A situação ganha contornos ainda mais delicados porque Elias acabou de obter aposentadoria voluntária. Poucas semanas depois, recebeu um cargo comissionado na estrutura da prefeitura. Na prática, passará a acumular os rendimentos da aposentadoria com os vencimentos da nova função, situação que inevitavelmente desperta questionamentos sobre critérios de escolha e prioridades.

Não se trata de condenar previamente ninguém. A presunção de inocência é um princípio fundamental e deve ser respeitada. O problema está na mensagem política transmitida pelo ato porque quando uma gestão escolhe para um cargo estratégico alguém que responde a processo relacionado justamente à área em que irá atuar, cria um ambiente de desconfiança e fragiliza a credibilidade das instituições.

A nomeação também reforça a impressão de que a Prefeitura de Campo Grande não aprendeu absolutamente nada com os escândalos que vêm se acumulando nos últimos anos. Investigações sobre contratos, denúncias de irregularidades, operações policiais e sucessivas crises administrativas parecem não produzir qualquer mudança de postura dentro da estrutura municipal.

O mais grave é que essa decisão ocorre em uma cidade onde a população já demonstra crescente insatisfação com a qualidade dos serviços públicos. Basta percorrer bairros da Capital para encontrar ruas deterioradas, obras inacabadas e promessas que nunca saem do papel. Nesse cenário, a escolha de um nome envolvido em uma ação judicial relacionada ao tapa buraco soa como provocação ao contribuinte.

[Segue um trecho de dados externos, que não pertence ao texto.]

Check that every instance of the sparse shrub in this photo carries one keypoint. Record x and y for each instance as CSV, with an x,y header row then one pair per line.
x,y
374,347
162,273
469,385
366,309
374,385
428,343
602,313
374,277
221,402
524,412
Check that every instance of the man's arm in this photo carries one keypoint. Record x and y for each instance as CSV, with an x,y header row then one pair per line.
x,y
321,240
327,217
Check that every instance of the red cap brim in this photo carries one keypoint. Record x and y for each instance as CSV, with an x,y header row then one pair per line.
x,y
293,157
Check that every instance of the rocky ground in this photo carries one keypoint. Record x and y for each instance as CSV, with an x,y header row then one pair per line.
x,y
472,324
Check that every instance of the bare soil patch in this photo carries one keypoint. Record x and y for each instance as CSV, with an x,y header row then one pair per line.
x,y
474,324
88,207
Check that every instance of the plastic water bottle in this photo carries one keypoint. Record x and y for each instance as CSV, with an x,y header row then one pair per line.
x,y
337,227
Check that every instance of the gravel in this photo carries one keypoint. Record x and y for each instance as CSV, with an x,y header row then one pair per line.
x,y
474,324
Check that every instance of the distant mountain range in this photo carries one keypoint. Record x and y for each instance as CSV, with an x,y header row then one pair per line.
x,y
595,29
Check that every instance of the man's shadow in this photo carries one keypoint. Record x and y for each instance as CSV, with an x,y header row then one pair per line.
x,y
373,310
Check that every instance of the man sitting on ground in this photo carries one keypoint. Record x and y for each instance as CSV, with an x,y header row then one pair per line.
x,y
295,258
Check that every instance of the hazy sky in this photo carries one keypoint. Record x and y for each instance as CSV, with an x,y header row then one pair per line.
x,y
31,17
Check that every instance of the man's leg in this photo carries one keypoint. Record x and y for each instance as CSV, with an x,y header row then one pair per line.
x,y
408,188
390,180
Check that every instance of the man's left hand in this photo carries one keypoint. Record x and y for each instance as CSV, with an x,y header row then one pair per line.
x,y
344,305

Talvez exista uma explicação técnica extraordinária para a nomeação. Talvez haja razões administrativas que ainda não foram apresentadas. Mas, olhando de fora, a impressão transmitida é devastadora. Parece que Adriane Lopes está brincando com a inteligência da população. Porque, diante de tantos profissionais sem qualquer histórico de envolvimento em investigações, simplesmente não é possível compreender como essa foi considerada a melhor escolha para ocupar um cargo de confiança justamente na área mais sensível da administração municipal.